Ten slotte wordt een vrijstelling voorzien voor leegstaande gebouwen of woningen waarvoor een verzoek tot schrapping is ingediend. Aangezien een schrapping uit het leegstandsregister pas kan nadat een woning of gebouw zes maanden overeenkomstig de functie wordt gebruikt, is het billijk deze woningen tijdens deze maanden vrij te stellen, op voorwaarde dat de schrapping ook daadwerkelijk doorgaat. De woning of het gebouw zal effectief geschrapt worden op datum van ingebruikname op voorwaarde dat er zes maanden gebruik overeenkomstig de functie werd aangetoond. Op deze manier vermijden we dat betrokken zakelijk gerechtigden toch heffingsplichtig kunnen worden op het ogenblik dat de inventarisatiedatum overschreden wordt.

Ten aanzien van het heffingsreglement zoals goedgekeurd door de gemeenteraad van 19 december 2019 worden een aantal wijzigingen doorgevoerd.

  • In de tekst en de definities die gehanteerd werd verwezen naar de toen geldende regelgeving, o.m. het decreet van 15 juli 1997 houdende de Vlaamse Wooncode en het decreet van 27 maart 2009 betreffende het grond- en pandenbeleid. Per 1 januari 2021 werden deze decreten gecodificeerd en onderdeel van de Vlaamse Codex Wonen van 2021. Het is derhalve aangewezen het reglement te actualiseren en voor de relevante passages te verwijzen naar de Vlaamse Codex Wonen.

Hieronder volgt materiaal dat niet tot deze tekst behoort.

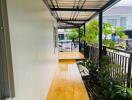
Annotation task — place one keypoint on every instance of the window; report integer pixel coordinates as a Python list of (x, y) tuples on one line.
[(6, 71), (123, 22), (113, 22)]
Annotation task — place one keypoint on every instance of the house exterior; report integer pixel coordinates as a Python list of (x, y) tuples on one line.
[(119, 16), (61, 34), (34, 55)]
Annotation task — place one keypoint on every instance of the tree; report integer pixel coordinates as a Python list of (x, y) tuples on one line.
[(119, 31), (91, 32), (72, 34)]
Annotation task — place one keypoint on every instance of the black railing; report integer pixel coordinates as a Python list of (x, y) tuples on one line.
[(68, 46), (120, 58)]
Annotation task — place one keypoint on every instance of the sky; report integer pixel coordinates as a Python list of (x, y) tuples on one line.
[(125, 2)]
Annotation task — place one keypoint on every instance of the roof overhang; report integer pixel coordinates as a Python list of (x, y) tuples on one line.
[(75, 13)]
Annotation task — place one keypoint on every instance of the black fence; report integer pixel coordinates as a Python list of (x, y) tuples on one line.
[(122, 58), (68, 46)]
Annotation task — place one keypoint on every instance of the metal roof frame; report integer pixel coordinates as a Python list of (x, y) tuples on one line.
[(77, 12)]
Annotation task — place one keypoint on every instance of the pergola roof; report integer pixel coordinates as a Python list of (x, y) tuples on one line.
[(74, 13)]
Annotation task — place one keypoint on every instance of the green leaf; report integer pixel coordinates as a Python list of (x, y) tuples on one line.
[(129, 93)]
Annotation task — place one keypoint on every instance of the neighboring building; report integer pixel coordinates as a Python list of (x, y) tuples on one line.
[(61, 34), (119, 16)]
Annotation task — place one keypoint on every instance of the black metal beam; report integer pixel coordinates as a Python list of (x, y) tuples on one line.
[(109, 4), (79, 37), (100, 34), (72, 20), (70, 23), (84, 27), (67, 27), (71, 9)]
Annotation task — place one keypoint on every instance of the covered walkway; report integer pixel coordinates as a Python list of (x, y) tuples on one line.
[(67, 83)]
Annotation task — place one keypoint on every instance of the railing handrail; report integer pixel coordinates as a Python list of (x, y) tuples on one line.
[(119, 50)]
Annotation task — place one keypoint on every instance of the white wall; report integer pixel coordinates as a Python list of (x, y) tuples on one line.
[(34, 60)]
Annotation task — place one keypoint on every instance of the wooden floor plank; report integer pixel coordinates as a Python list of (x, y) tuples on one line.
[(71, 55), (67, 83)]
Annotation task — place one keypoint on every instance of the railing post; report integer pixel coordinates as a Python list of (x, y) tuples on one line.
[(84, 41), (104, 50), (129, 71), (100, 34), (79, 39)]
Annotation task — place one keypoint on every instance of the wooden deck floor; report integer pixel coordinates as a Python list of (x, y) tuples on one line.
[(70, 55), (67, 83)]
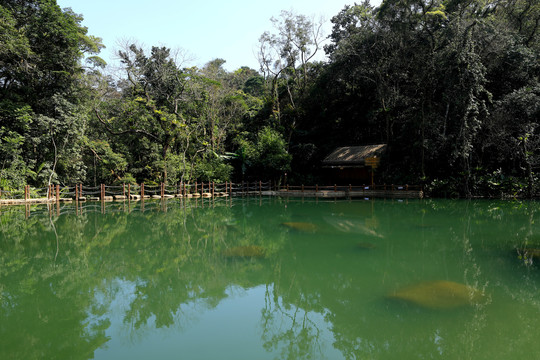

    Daarnaast werd in art. 16 ook verwezen naar het decreet van 30 mei 2008 betreffende de vestiging, de invordering en de geschillenprocedure van provincie- en gemeentebelastingen en naar het Wetboek van de inkomstenbelastingen. Door een wijziging van het genoemde decreet is de verwijzing naar dit Wetboek in het decreet geïntegreerd. Voortaan volstaat een eenvoudige verwijzing naar het decreet. Art. 16 werd in deze zin aangepast.
  • Artikel 12 § 1, 4°  voorzag in een vrijstelling voor een nieuwe houder van het zakelijk recht die minder dan twee jaar houder is van het zakelijk recht. Het artikel voorzag echter in een uitzondering waardoor deze vrijstelling niet van toepassing was op vennootschappen waarin de vroegere houder van het zakelijk recht rechtstreeks of onrechtstreeks participeert voor meer dan 10 procent van het aandeelhouderschap. De vrijstelling was ook niet van toepassing op bloed- en aanverwanten tot en met de derde graad, tenzij in geval van erfopvolging of testament. Motivatie achter deze uitzondering was om misbruik van de vrijstelling en ontduiken van de belasting door samenspel (collusie) te vermijden.  In een betwisting naar aanleiding van een gelijkaardige vrijstelling in een andere gemeente oordeelde het hof van beroep van Gent m.n. met betrekking tot een situatie van overdracht aan bloedverwanten dat de uitzondering niet redelijk verantwoord is. Volgens het hof valt, gelet op de relatief grote omvang van registratierechten en notariskosten (in verhouding met de belasting die in het geding kan zijn), niet in te zien dat een verkoop een vorm van collusie zou zijn die tot doel zou hebben om aan de belasting te ontsnappen.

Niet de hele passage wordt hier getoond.